IBM Support

QRadar: Validate the configuration database is sychnonized with replicationVerify.pl

Troubleshooting


Problem

You can use the replicationVerify.pl script to validate the QRadar configuration database is synchronized across the environment. This tool verifies that the replication process is working and the databases are the same on all managed hosts.

Cause

During incremental replication, changes are replicated from the Console to the Managed Hosts every minute, while a full replication happens every 2 hours. Since data can accumulate quickly on all managed hosts, tables not being fully replicated even after a full deploy is a common issue admins can face.

Diagnosing The Problem

You can search the qradar.error logs for evidence of the message "Database is out-of-sync with the console. We will attempt to begin with a full dump next interval" on the managed host in question to get an indication whether there are replication issues on the managed host.
  1. SSH into the QRadar console
  2. SSH into the affected managed host
  3. Run the following command to grep the error log for database-related errors.
    grep "Database is out-of-sync" /var/log/qradar.error

    Result
    If you see errors, this is a strong indication of replication errors.

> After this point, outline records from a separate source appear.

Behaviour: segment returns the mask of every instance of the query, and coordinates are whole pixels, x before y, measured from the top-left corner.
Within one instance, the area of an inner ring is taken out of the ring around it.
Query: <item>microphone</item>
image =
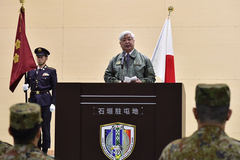
[[[124,59],[125,59],[125,53],[123,53],[122,59],[121,59],[121,68],[123,69],[124,65]]]

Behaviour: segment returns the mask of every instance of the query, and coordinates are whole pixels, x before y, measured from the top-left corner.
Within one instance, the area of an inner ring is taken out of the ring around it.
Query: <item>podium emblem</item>
[[[133,152],[136,126],[121,122],[100,125],[100,145],[111,160],[124,160]]]

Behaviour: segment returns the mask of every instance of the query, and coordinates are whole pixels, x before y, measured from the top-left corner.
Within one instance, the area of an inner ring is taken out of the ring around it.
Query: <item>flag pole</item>
[[[168,7],[168,17],[170,16],[170,14],[173,10],[174,10],[173,6]]]
[[[21,7],[21,9],[20,9],[20,12],[24,12],[25,10],[24,10],[24,7],[23,7],[23,5],[24,5],[24,0],[20,0],[20,3],[22,4],[22,7]],[[24,74],[24,83],[26,83],[26,80],[27,80],[27,74],[25,73]],[[25,102],[27,103],[28,102],[28,96],[27,96],[27,90],[26,91],[24,91],[24,93],[25,93]]]

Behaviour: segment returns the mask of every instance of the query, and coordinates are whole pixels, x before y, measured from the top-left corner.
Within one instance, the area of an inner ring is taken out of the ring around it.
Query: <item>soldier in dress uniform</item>
[[[37,56],[37,68],[29,71],[23,90],[31,89],[29,102],[37,103],[41,106],[42,112],[42,138],[39,141],[39,148],[47,153],[50,148],[50,121],[51,112],[55,110],[56,104],[56,69],[46,65],[50,52],[42,47],[34,50]],[[52,93],[50,92],[52,91]]]
[[[190,137],[168,144],[159,160],[239,160],[240,142],[225,133],[232,111],[226,84],[199,84],[196,87],[194,116],[198,130]]]
[[[9,133],[14,146],[0,156],[1,160],[52,160],[37,143],[41,132],[41,108],[34,103],[18,103],[10,107]]]

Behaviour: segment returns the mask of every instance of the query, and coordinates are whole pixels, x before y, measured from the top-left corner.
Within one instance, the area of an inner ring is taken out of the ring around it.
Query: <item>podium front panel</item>
[[[103,151],[101,126],[118,122],[135,126],[126,159],[157,160],[170,141],[182,136],[182,98],[181,83],[58,83],[55,157],[111,159]]]

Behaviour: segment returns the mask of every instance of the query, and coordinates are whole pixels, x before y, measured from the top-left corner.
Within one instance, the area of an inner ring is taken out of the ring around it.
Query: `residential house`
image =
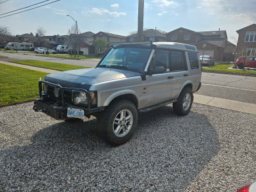
[[[228,41],[224,50],[223,61],[234,61],[235,59],[236,49],[236,45]]]
[[[36,39],[35,36],[33,36],[29,33],[25,33],[21,35],[16,35],[17,41],[19,43],[31,43],[33,44]]]
[[[247,56],[256,56],[256,24],[236,31],[238,33],[236,53],[239,54],[243,51],[246,51]]]
[[[180,28],[168,33],[166,40],[194,45],[199,55],[203,54],[204,49],[204,55],[211,56],[216,61],[221,61],[227,43],[227,35],[225,30],[196,32]]]
[[[127,42],[136,42],[137,39],[138,33],[134,33],[126,36]],[[156,29],[150,29],[143,31],[143,41],[144,42],[165,42],[166,40],[166,36],[158,31]]]
[[[125,36],[106,33],[106,32],[102,32],[102,31],[100,31],[100,32],[93,35],[93,41],[95,41],[100,38],[106,39],[108,43],[120,42],[125,42],[126,41],[126,38]],[[102,49],[99,48],[98,50],[95,51],[95,52],[103,52],[104,51],[103,51]]]

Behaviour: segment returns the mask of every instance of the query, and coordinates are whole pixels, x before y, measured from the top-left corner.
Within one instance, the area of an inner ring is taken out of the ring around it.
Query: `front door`
[[[151,106],[172,99],[172,81],[173,76],[170,70],[169,51],[157,50],[152,61],[152,68],[163,67],[165,72],[147,75],[148,99],[147,107]]]

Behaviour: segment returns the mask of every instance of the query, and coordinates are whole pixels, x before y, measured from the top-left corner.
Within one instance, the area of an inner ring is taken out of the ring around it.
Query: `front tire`
[[[191,89],[189,87],[184,88],[178,97],[178,101],[173,104],[174,112],[180,116],[187,115],[190,111],[193,99]]]
[[[98,119],[98,127],[110,144],[120,145],[131,139],[137,123],[135,104],[128,100],[120,100],[106,109]]]

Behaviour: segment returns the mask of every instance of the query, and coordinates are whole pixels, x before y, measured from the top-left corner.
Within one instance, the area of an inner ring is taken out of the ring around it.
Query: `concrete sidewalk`
[[[60,70],[53,70],[53,69],[48,69],[48,68],[33,67],[33,66],[30,66],[30,65],[26,65],[14,63],[11,63],[11,62],[6,62],[6,61],[0,61],[0,63],[8,65],[19,67],[21,67],[21,68],[25,68],[33,70],[37,70],[37,71],[48,73],[48,74],[54,74],[54,73],[58,73],[58,72],[60,72]]]

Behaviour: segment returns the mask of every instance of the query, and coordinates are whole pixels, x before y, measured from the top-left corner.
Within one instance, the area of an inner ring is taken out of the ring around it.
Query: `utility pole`
[[[143,40],[144,0],[139,0],[138,13],[138,41]]]
[[[79,44],[79,36],[78,36],[77,20],[74,20],[74,18],[72,17],[71,17],[70,15],[67,15],[67,16],[70,17],[71,19],[73,19],[74,22],[76,22],[76,38],[77,38],[77,40],[77,40],[77,42],[76,42],[76,44],[77,44],[77,45],[76,45],[77,47],[76,47],[76,48],[77,48],[77,57],[79,57],[79,45],[78,45],[78,44]],[[71,34],[71,35],[72,35],[72,34]],[[75,55],[75,56],[76,56],[76,55]]]

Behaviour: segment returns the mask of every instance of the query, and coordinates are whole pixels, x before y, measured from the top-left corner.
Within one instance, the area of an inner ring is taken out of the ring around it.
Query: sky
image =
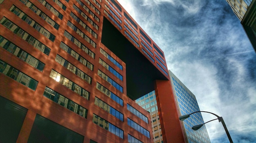
[[[201,110],[222,117],[234,143],[256,143],[256,54],[226,0],[118,1],[164,51]],[[229,143],[218,120],[205,126],[212,143]]]

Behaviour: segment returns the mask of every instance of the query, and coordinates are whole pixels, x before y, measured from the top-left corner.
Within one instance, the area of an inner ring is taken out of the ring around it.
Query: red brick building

Running the replicationVerify.pl can help you diagnose the issue.

Resolving The Problem

The replicationVerify.pl script displays a list of tests and their results. This script gives a general idea of what is happening in the deployment with regards to replication.  To get more details about what is happening, you can run the script with a details flag "-d" or the debug option "-d -d".  If the script returns errors, see the Understanding the detailed output section for information on steps to address them.
  1. SSH into the QRadar console.
  2. Run the following command:
    /opt/qradar/support/replicationVerify.pl 

    Result
    The following is an example of a system with no errors:
    connecting to console DB
    Collecting list of managedhosts
    Gathering Console's table definitions for replicated tables
    Gathering Console's replication stored procedures
    Gathering Table Sizes of replicated tables on console
    checking console for Bloat [OK]
    comparing MH to console's replication setup
    x.x.x.x tests:
        comparing schema [OK]
        comparing counts [OK] comparing output of 'hostname -i' [OK]
        comparing Stored Procedures [OK]
        comparing table sizes [OK]
        checking for bloat [OK]
    The following is an example of a system with replication issues:
    connecting to console DB
    Collecting list of managedhosts
    Gathering Console's table definitions for replicated tables
    Gathering Console's replication stored procedures
    Gathering Table Sizes of replicated tables on console
    checking console for Bloat [OK]
    comparing MH to console's replication setup
    x.x.x.x tests:
        comparing schema [ERROR] 1 tables with different column config between console and MH
        comparing counts [WARN] 1 tables with different counts between Console and MH
        comparing output of 'hostname -i' [ERROR] hostname not proper in /etc/hosts for 192.168.12.41
        comparing Stored Procedures [ERROR] 1 differences in stored procedures
        comparing table sizes [WARN] 6 tables where the sizes are different
        checking for bloat [WARN] 1 tables with potential bloated 1 of 1 managed hosts had at least one problem with replication rerun the script with the -d option for more details on the problems use the --ip option to target the host(s) that had problems
    Note: If nothing is returned, try using the option "-d -d". If you see the warning "[WARN] No managed hosts. No need to test replication", your system might not have any managed hosts set up.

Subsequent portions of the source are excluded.